Wednesday, 16 November 2011

Time travel

Let's try a thought experiment on time travel.

It is a grey and cloudy day. From an upstairs window of her house Alice sees a large, grassy field. Yesterday she saw a woman in a red dress walk through the grass towards the centre of the field. There were no animals or other people in the field - only the woman in the red dress. She carried a brown cotton bag. She stopped in the middle of the field, took a baguette from her bag and dropped it on the grass. Then she walked away without looking back.

Today Alice notices that the baguette had gone. Presumably the birds ate it.

But what really happened to it? Can we go back in time to see if it was eaten by birds? The fate of the bread was not recorded, but there are a few clues and we could make some obvious assumptions. Maybe the baguette was eaten by birds, but for all we know a man in blue shorts cycled across the field on a penny-farthing and picked it up. Or perhaps a fox ran off with it.

Where is the information we need to reconstruct this missing piece of history? Does the information exist somewhere in the present configuration of the universe? It was a cloudy day, so there are no hypothetical images of the field whizzing up into space at the speed of light like the frames of a movie film. 

Does the information exist in that paradoxical place we call the past? Is that a meaningful place it could be? The most likely scenario is that birds pecked away at the baguette until it was all eaten - then they flew away and digested it. But this tiny slice of history has been misplaced because nobody saw it so nobody has first-hand knowledge of the fate of the vanished baguette. 

My personal philosophy leads me to say that the fate of the baguette is lost information which even in principle cannot be reconstituted. The baguette may have met a number of possible fates but possibilities are all they are. If birds ate it, then the baguette will have ended up in an avian digestive tract to be broken down into simpler molecules. Eventually it would emerge as new bird tissue, carbon dioxide and splodges of something else on the ground. 

There is no way to reconstruct the baguette via the tissues and digestive products of unidentified birds which may or may not have eaten it. Even in principle there is no way of distinguishing one excreted carbon dioxide molecule from another. It is not possible that those carbon dioxide molecules could carry with them for all time, their previous baguette-related identity. For me, the universe made an unrecorded change and the history of the grassy field has a baguette-shaped hole in it.
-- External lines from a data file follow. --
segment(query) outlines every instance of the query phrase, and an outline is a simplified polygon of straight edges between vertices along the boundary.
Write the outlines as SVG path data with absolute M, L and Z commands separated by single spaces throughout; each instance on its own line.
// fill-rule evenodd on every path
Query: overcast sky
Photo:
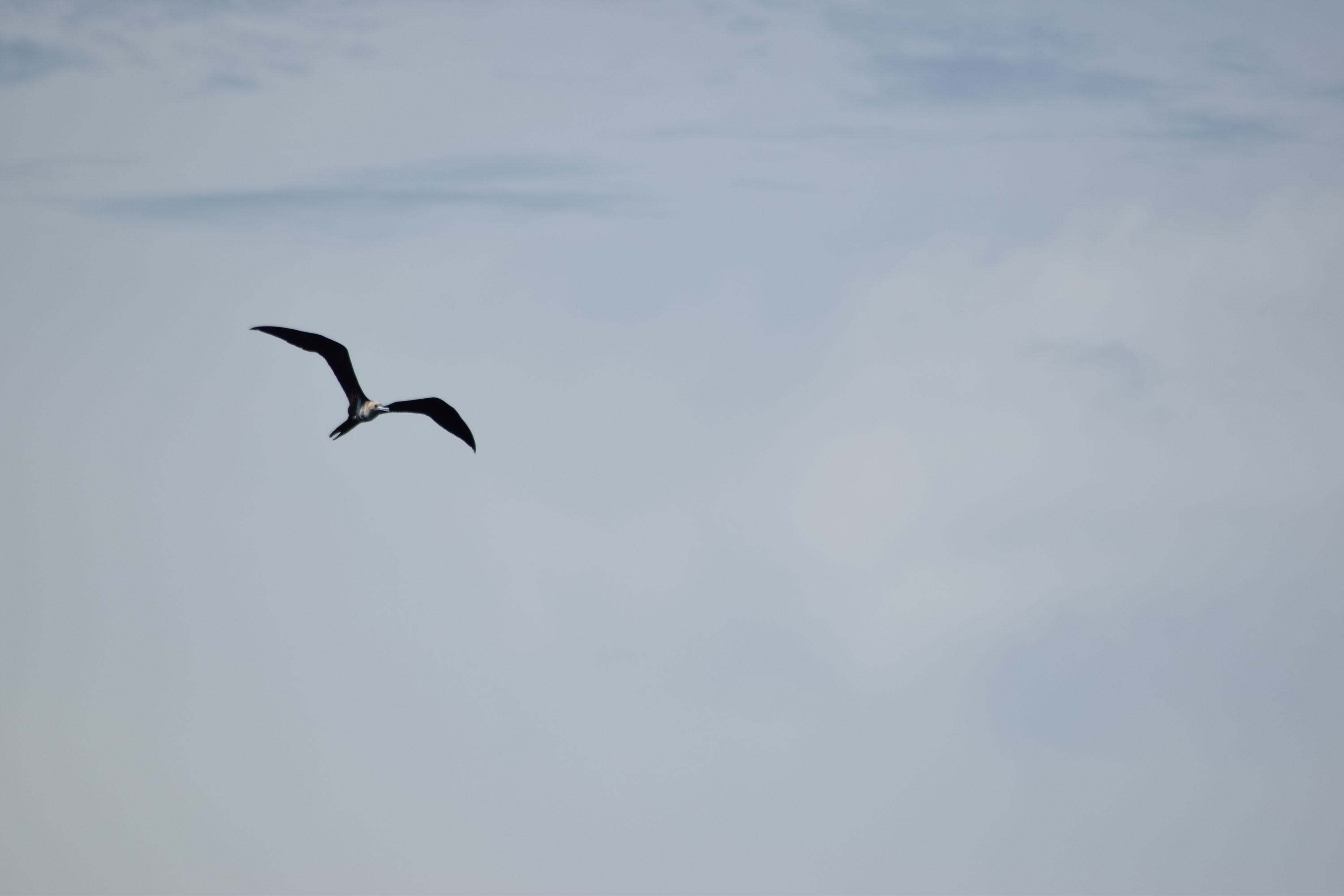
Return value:
M 0 4 L 0 889 L 1340 892 L 1341 38 Z

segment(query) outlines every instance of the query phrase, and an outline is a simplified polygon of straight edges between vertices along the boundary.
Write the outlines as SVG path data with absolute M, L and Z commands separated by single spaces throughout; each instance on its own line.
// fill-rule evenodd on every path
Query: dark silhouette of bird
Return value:
M 470 445 L 473 451 L 476 450 L 476 439 L 472 438 L 472 430 L 466 427 L 466 423 L 453 410 L 453 406 L 441 398 L 415 398 L 409 402 L 392 402 L 391 404 L 379 404 L 370 400 L 364 395 L 364 390 L 359 388 L 359 380 L 355 379 L 355 368 L 349 363 L 349 352 L 336 340 L 286 326 L 253 326 L 253 329 L 270 333 L 276 339 L 282 339 L 305 352 L 317 352 L 327 359 L 340 387 L 345 390 L 345 398 L 349 399 L 349 412 L 345 422 L 331 431 L 332 439 L 339 439 L 360 423 L 367 423 L 379 414 L 423 414 Z

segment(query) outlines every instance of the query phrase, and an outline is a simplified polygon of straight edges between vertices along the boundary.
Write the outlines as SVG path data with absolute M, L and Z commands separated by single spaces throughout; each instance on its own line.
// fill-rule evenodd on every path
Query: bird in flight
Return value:
M 317 352 L 327 359 L 340 387 L 345 390 L 345 398 L 349 399 L 349 414 L 344 423 L 331 431 L 332 439 L 339 439 L 360 423 L 367 423 L 379 414 L 423 414 L 470 445 L 473 451 L 476 450 L 476 439 L 472 438 L 472 430 L 466 427 L 466 423 L 453 410 L 453 406 L 441 398 L 417 398 L 410 402 L 392 402 L 391 404 L 379 404 L 370 400 L 364 395 L 364 390 L 359 388 L 359 380 L 355 379 L 355 368 L 349 363 L 349 352 L 336 340 L 319 336 L 317 333 L 289 329 L 288 326 L 253 326 L 253 329 L 270 333 L 276 339 L 282 339 L 305 352 Z

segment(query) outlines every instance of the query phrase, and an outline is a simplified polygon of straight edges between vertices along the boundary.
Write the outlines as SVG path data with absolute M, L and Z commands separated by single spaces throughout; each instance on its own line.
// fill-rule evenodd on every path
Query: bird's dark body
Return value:
M 276 339 L 282 339 L 305 352 L 316 352 L 331 365 L 332 373 L 336 375 L 336 382 L 340 383 L 340 387 L 345 391 L 345 398 L 349 399 L 345 422 L 331 431 L 331 438 L 339 439 L 360 423 L 366 423 L 382 414 L 423 414 L 470 445 L 473 451 L 476 450 L 476 438 L 472 437 L 472 430 L 468 429 L 461 415 L 453 410 L 453 406 L 441 398 L 415 398 L 409 402 L 392 402 L 386 406 L 370 400 L 355 377 L 355 367 L 349 363 L 349 352 L 336 340 L 317 333 L 289 329 L 288 326 L 253 326 L 253 329 L 269 333 Z

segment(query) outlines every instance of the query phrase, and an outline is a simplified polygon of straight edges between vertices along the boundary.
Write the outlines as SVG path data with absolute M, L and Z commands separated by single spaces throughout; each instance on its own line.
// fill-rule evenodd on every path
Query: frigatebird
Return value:
M 319 336 L 317 333 L 289 329 L 288 326 L 253 326 L 253 329 L 270 333 L 276 339 L 282 339 L 305 352 L 317 352 L 327 359 L 340 387 L 345 390 L 345 398 L 349 399 L 349 412 L 345 422 L 332 430 L 329 438 L 339 439 L 360 423 L 367 423 L 379 414 L 423 414 L 470 445 L 473 451 L 476 450 L 476 439 L 472 438 L 472 431 L 466 427 L 461 415 L 453 410 L 453 406 L 441 398 L 415 398 L 409 402 L 392 402 L 391 404 L 379 404 L 370 400 L 364 395 L 364 390 L 359 388 L 359 380 L 355 379 L 355 367 L 349 363 L 349 351 L 336 340 Z

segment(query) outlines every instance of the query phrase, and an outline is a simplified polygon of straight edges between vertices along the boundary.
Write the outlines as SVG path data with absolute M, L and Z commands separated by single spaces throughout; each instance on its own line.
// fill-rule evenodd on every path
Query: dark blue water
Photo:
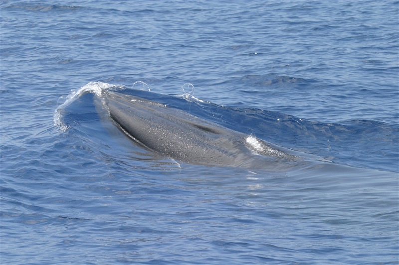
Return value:
M 0 3 L 1 264 L 399 263 L 398 1 Z M 93 94 L 137 81 L 320 159 L 144 150 Z

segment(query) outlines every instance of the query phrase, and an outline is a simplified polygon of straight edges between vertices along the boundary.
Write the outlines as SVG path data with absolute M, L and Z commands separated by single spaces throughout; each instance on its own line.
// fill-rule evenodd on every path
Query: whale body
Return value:
M 214 122 L 165 104 L 107 91 L 103 105 L 126 135 L 143 147 L 189 164 L 262 167 L 295 156 Z M 261 161 L 260 162 L 260 161 Z

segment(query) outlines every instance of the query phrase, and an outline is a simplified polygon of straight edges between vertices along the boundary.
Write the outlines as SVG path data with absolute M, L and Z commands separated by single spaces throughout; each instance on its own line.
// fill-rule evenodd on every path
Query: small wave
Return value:
M 100 82 L 90 82 L 87 85 L 80 88 L 76 91 L 72 90 L 68 95 L 61 96 L 58 98 L 58 106 L 55 109 L 54 113 L 54 124 L 59 127 L 61 131 L 68 130 L 68 126 L 62 121 L 62 112 L 66 107 L 76 100 L 80 96 L 87 93 L 92 93 L 96 95 L 101 95 L 103 91 L 115 88 L 118 89 L 125 89 L 127 87 L 122 85 L 112 85 Z

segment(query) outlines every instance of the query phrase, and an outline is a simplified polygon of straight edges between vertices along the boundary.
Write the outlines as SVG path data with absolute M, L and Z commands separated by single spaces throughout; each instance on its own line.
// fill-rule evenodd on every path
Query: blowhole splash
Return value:
M 58 107 L 55 109 L 54 113 L 54 124 L 59 127 L 61 131 L 66 131 L 68 130 L 68 126 L 63 122 L 62 119 L 62 112 L 66 107 L 80 96 L 87 93 L 93 93 L 99 96 L 103 91 L 107 90 L 111 88 L 123 90 L 128 88 L 122 85 L 111 85 L 100 82 L 90 82 L 77 90 L 72 90 L 71 93 L 67 95 L 60 96 L 57 101 Z
M 183 89 L 183 97 L 186 99 L 190 100 L 194 97 L 193 95 L 194 94 L 194 86 L 192 84 L 186 83 L 182 87 L 182 89 Z
M 135 89 L 143 90 L 144 91 L 151 91 L 151 90 L 150 89 L 150 87 L 149 87 L 147 84 L 143 81 L 135 82 L 132 86 L 132 88 Z

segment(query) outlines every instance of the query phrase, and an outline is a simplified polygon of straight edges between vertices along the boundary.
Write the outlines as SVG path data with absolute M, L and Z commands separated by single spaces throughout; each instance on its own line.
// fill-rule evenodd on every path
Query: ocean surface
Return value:
M 399 8 L 1 0 L 0 263 L 399 264 Z M 317 158 L 172 159 L 115 89 Z

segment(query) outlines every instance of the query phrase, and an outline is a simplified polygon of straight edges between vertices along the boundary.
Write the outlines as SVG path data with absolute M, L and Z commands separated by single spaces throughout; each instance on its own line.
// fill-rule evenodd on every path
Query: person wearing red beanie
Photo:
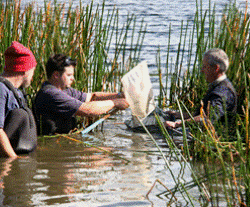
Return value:
M 16 158 L 36 147 L 34 117 L 19 88 L 30 85 L 37 62 L 33 53 L 16 41 L 4 56 L 0 76 L 0 156 Z

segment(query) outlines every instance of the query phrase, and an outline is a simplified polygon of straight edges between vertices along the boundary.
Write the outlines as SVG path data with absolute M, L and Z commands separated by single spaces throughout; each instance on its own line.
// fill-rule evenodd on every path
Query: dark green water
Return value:
M 64 137 L 40 141 L 28 157 L 0 159 L 0 206 L 165 206 L 167 199 L 156 196 L 166 190 L 163 186 L 156 185 L 149 198 L 146 194 L 156 179 L 168 188 L 173 179 L 147 134 L 116 124 L 124 117 L 105 121 L 102 132 L 75 138 L 130 162 Z M 171 161 L 165 141 L 159 137 L 157 142 Z M 180 165 L 172 160 L 177 176 Z M 190 180 L 190 172 L 182 177 Z

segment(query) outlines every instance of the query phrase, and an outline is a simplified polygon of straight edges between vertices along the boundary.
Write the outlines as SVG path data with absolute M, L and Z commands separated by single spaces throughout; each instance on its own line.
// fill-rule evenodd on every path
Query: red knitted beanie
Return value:
M 12 42 L 4 53 L 5 71 L 23 72 L 36 67 L 33 53 L 19 42 Z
We can't travel back in time. The past has gone forever and information about it will become more and more incomplete. There is nothing to travel back to - the past has holes in it.


David Duff said...

A nice metaphor but where would we all be and what would pass for conversation if we couldn't argue about history?
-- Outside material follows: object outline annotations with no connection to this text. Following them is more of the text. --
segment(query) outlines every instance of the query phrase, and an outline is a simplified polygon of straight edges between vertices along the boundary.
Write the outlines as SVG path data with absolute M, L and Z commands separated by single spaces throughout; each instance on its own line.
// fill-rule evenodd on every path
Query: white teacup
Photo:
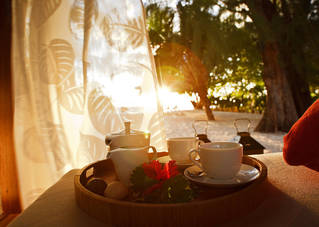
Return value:
M 156 149 L 152 146 L 132 146 L 118 148 L 108 152 L 106 158 L 112 160 L 120 180 L 129 187 L 131 174 L 139 165 L 148 161 L 147 153 L 150 148 L 153 150 L 152 160 L 156 160 Z
M 199 140 L 198 137 L 175 137 L 167 138 L 166 141 L 169 157 L 176 162 L 189 160 L 189 150 L 197 148 L 199 143 L 204 143 L 202 140 Z M 194 155 L 192 157 L 195 158 L 197 155 Z
M 199 150 L 189 151 L 192 161 L 210 177 L 217 179 L 231 179 L 240 170 L 242 159 L 242 145 L 230 142 L 215 142 L 201 144 Z M 201 166 L 194 161 L 191 155 L 197 153 Z

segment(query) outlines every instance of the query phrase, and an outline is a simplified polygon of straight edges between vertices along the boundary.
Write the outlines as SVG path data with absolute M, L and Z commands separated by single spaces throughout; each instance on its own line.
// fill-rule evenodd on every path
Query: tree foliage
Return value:
M 286 131 L 319 98 L 318 2 L 180 0 L 173 9 L 153 2 L 166 27 L 150 37 L 158 51 L 174 42 L 200 59 L 214 107 L 265 110 L 259 130 Z

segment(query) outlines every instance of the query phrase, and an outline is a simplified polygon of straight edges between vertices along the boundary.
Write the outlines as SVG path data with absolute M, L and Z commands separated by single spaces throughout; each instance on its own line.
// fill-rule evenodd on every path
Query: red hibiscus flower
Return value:
M 165 164 L 162 170 L 160 162 L 156 160 L 150 162 L 149 165 L 146 162 L 142 164 L 142 167 L 145 175 L 150 178 L 160 181 L 158 184 L 145 190 L 142 194 L 143 195 L 149 194 L 158 188 L 161 190 L 163 183 L 178 174 L 177 166 L 174 165 L 176 162 L 175 160 L 170 160 Z

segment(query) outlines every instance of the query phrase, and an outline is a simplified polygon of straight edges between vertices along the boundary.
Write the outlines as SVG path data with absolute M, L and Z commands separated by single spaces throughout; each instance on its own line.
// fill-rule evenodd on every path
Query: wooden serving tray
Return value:
M 158 153 L 158 157 L 167 155 L 166 152 Z M 78 205 L 87 214 L 115 226 L 215 226 L 248 214 L 258 207 L 266 196 L 266 166 L 256 158 L 246 155 L 243 156 L 242 163 L 259 170 L 259 177 L 252 183 L 231 188 L 214 188 L 197 185 L 203 192 L 194 201 L 152 204 L 132 202 L 137 197 L 130 190 L 126 197 L 117 201 L 85 189 L 86 183 L 93 178 L 101 178 L 108 184 L 119 180 L 113 163 L 104 159 L 87 165 L 77 173 L 74 178 L 75 198 Z M 183 174 L 183 171 L 180 172 Z

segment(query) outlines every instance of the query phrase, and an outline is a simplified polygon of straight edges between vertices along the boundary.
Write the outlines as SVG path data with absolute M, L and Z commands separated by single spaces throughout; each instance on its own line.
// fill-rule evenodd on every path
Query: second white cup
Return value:
M 199 150 L 189 151 L 189 158 L 211 177 L 219 180 L 231 179 L 240 170 L 242 159 L 242 145 L 230 142 L 215 142 L 201 144 Z M 198 153 L 201 165 L 192 155 Z
M 198 137 L 175 137 L 167 138 L 166 141 L 169 157 L 176 162 L 189 160 L 188 153 L 189 150 L 197 149 L 200 143 L 204 143 L 202 140 L 199 140 Z M 194 154 L 193 158 L 195 158 L 197 156 L 197 154 Z

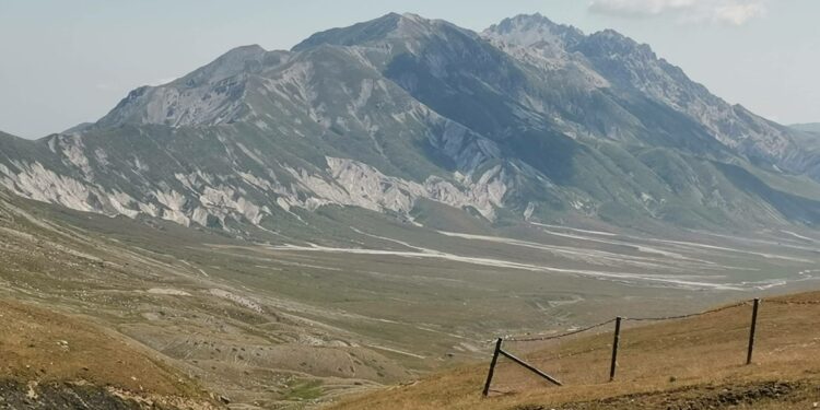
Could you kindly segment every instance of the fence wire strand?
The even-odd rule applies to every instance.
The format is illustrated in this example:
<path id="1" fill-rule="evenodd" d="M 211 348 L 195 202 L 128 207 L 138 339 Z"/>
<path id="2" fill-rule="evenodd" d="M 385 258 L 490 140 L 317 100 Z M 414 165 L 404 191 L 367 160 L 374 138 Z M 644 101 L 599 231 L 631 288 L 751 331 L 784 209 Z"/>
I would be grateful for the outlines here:
<path id="1" fill-rule="evenodd" d="M 658 316 L 658 317 L 622 317 L 621 320 L 624 320 L 624 321 L 660 321 L 660 320 L 686 319 L 686 318 L 690 318 L 690 317 L 703 316 L 703 315 L 708 315 L 708 314 L 713 314 L 713 313 L 717 313 L 717 312 L 722 312 L 722 311 L 727 311 L 727 309 L 730 309 L 730 308 L 735 308 L 735 307 L 748 305 L 749 303 L 750 303 L 749 301 L 743 301 L 743 302 L 738 302 L 738 303 L 735 303 L 735 304 L 731 304 L 731 305 L 721 306 L 721 307 L 717 307 L 717 308 L 714 308 L 714 309 L 703 311 L 703 312 L 696 312 L 696 313 L 691 313 L 691 314 L 687 314 L 687 315 Z M 770 303 L 774 303 L 774 302 L 770 302 Z M 778 303 L 782 303 L 782 302 L 778 302 Z M 806 304 L 809 304 L 809 303 L 806 303 Z M 820 301 L 811 303 L 811 304 L 820 304 Z M 597 329 L 599 327 L 607 326 L 607 325 L 609 325 L 611 323 L 614 323 L 616 320 L 617 319 L 609 319 L 607 321 L 601 321 L 599 324 L 595 324 L 595 325 L 591 325 L 591 326 L 587 326 L 585 328 L 581 328 L 581 329 L 576 329 L 576 330 L 571 330 L 571 331 L 567 331 L 567 332 L 564 332 L 564 333 L 559 333 L 559 335 L 543 335 L 543 336 L 528 336 L 528 337 L 506 337 L 506 338 L 502 338 L 502 339 L 504 341 L 507 341 L 507 342 L 531 342 L 531 341 L 555 340 L 555 339 L 561 339 L 561 338 L 570 337 L 570 336 L 577 335 L 577 333 L 583 333 L 585 331 L 589 331 L 589 330 L 593 330 L 593 329 Z"/>
<path id="2" fill-rule="evenodd" d="M 609 319 L 607 321 L 601 321 L 601 323 L 593 325 L 593 326 L 587 326 L 585 328 L 575 329 L 575 330 L 567 331 L 565 333 L 560 333 L 560 335 L 532 336 L 532 337 L 526 337 L 526 338 L 514 338 L 514 337 L 511 337 L 511 338 L 502 338 L 502 339 L 504 339 L 504 341 L 509 341 L 509 342 L 544 341 L 544 340 L 561 339 L 561 338 L 565 338 L 567 336 L 583 333 L 585 331 L 593 330 L 593 329 L 599 328 L 601 326 L 609 325 L 609 324 L 611 324 L 613 321 L 616 321 L 616 319 Z"/>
Also, I'm not sure that you are right in suggesting that information about the past will become more and more incomplete given all this internet-thingie-stuff. 'Too much information' might actually be the future problem.

Demetrius said...

I wish I could go back to 1951.

A K Haart said...

DD - we'll always argue about history because it's incomplete.

D - I don't think I'd go back in case nothing changes.

rogerh said...

Allegedly it takes energy to create 'organisation' above and beyond the cooking of the baguette and said energy is liberated when a bird digests the baguette - in addition to the calories consumed.

But who is to say what represents 'organisation' - and if I 'disorganise' this computer do I get free electricity? Got to lie down now, my brain hurts.

Sam Vega said...

I think that in principle, the baguette could be tracked via a comparison of bird poo etc. with that of other birds. But it would need a colossal amount of knowledge and intellect, which might be why we invented God.

Generally, I find a state of mind in which I can remain equanimous over the fate of baguettes is preferable.

James Higham said...

It also comes down to priorities - how much do we need to reconstruct it?

A K Haart said...

rogerh - you get free electricity from wind if you disorganise your thinking(:

SV - I'm equanimous too, even though it's the first time I've ever used the word (:

JH - yuk (:

Chuckles said...

Nice pic AKH, I remember that issue...:)

A K Haart said...

C - the pic led to the post really, I just had to use it.